Onto a quirky collection that is catnip for fashionlovers. The delightful Tassenmuseum Hendrikje (Purse and Bag) museum holds a superb collection of handbags, pouches, wallets, bags and purses from medieval times onwards, exhibited on two main floors of a grand old mansion. Look out for the beautiful Art Nouveau handbags. If bags aren’t your bag, there’s also a very pleasant café on site to while away some time.
There’s another feast for your eyes at this elegant mansion. The most striking room is the Men’s Parlour, which has been returned to its original Rococo appearance – a flashy and ornate style that the Dutch merchants of the day regarded as the epitome of refinement and good taste.

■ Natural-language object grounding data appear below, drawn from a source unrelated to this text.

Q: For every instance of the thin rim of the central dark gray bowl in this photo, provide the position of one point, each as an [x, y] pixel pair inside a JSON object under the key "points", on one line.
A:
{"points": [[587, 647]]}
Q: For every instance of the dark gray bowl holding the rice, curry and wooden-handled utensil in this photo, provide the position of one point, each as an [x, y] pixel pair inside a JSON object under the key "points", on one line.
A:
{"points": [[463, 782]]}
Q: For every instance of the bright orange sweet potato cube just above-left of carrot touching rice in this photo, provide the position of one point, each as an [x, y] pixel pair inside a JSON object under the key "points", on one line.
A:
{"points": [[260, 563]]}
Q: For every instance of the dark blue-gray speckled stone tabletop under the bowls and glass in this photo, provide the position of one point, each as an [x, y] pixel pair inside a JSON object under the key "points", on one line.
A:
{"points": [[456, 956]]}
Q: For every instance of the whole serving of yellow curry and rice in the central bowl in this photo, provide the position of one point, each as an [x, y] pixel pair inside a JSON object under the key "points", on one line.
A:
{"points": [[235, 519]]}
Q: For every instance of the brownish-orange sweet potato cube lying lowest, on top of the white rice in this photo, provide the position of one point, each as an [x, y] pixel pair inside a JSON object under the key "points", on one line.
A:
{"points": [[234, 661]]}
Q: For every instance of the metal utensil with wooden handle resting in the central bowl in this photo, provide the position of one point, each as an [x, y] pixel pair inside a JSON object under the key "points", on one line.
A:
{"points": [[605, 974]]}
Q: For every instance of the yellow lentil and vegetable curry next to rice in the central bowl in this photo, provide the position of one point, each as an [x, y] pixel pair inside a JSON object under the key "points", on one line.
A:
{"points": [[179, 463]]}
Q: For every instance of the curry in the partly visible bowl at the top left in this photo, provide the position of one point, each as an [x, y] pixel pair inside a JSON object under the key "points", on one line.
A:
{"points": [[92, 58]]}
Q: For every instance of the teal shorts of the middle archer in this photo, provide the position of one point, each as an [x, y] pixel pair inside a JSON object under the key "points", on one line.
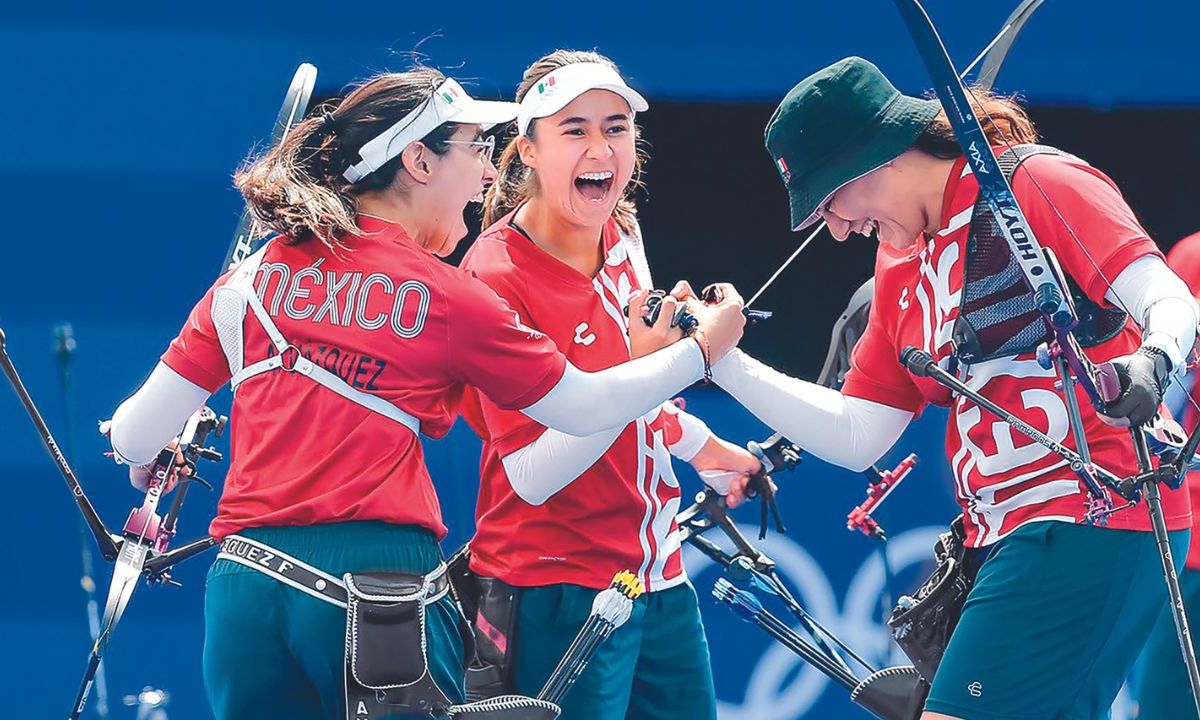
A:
{"points": [[656, 667]]}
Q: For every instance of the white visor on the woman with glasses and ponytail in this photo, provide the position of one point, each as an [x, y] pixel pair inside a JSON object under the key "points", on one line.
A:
{"points": [[449, 104]]}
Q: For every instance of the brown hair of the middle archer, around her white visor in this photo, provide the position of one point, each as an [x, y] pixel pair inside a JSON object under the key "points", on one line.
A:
{"points": [[518, 183]]}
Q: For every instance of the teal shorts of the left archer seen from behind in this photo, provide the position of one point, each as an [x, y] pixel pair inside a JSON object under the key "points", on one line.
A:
{"points": [[272, 651]]}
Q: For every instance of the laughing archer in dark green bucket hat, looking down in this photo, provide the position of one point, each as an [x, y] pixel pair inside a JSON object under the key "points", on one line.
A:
{"points": [[1060, 609]]}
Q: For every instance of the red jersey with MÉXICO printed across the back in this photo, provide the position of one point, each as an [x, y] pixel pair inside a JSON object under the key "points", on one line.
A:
{"points": [[392, 321]]}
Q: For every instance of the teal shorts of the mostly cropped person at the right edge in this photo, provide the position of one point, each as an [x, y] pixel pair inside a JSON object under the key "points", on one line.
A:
{"points": [[1161, 685]]}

The Grachtengordel comes to an abrupt halt at the River Amstel. The Magere Brug (Skinny Bridge), spanning the Amstel at the end of Kerkstraat, is the most famous and arguably the cutest of the city’s many swing bridges. Legend has it that this bridge, which dates back to about 1670, replaced an even older and skinnier version, originally built by two sisters who lived on either side of the river and were fed up with having to walk so far to see each other.
Here’s a hot tip: head for the Amstelveld, found along the north side of Prinsengracht on a Monday, and you will find a glorious flower market selling both flowers and plants that is much less of a scrum than the Bloemenmarkt.
Adjacent Reguliersgracht is one of the three surviving radial canals that cut across the Grachtengordel, its dainty humpback bridges and dark waters overlooked by charming seventeenth and eighteenth-century canal houses.
Rembrandtplein may not be Amsterdam at its most prettily alluring, but it is one of the city’s nightlife centres, its bevy of restaurants and bars rammed at weekends with diners and revellers. It’s one of the city’s most touristy areas, but with good reason – you won’t go hungry, thirsty or bored around here.
Formerly the city’s butter market, the square took its present name in 1876 after it had acquired a statue of Rembrandt, a rather prim and proper affair that seems particularly appealing to passing seagulls.
Tiny Muntplein – a square that is in fact a bridge – is dominated by the Munttoren, an imposing fifteenth-century tower that was once part of the old city wall and is topped with a flashy spire. Today, this is a busy intersection.
A few metres away lies one of Amsterdam’s signature sights: the floating Bloemenmarkt (flower market), which extends along the southern bank of the Singel. Popular with locals and tourists alike, the daily market is one of the main suppliers of flowers to central Amsterdam and is an uplifting sight with its vibrant array of blooms and bulbs.
At first glance, you may think that the Bloemenmarkt is a daft place to pick up souvenirs you can take home, given the life span and delicacy of flowers. But vendors at the world’s only floating flower market also sell bulbs, seeds and a range of distinctly Dutch gifts – such as clogs and cheese – the perfect mementos from a trip to Amsterdam.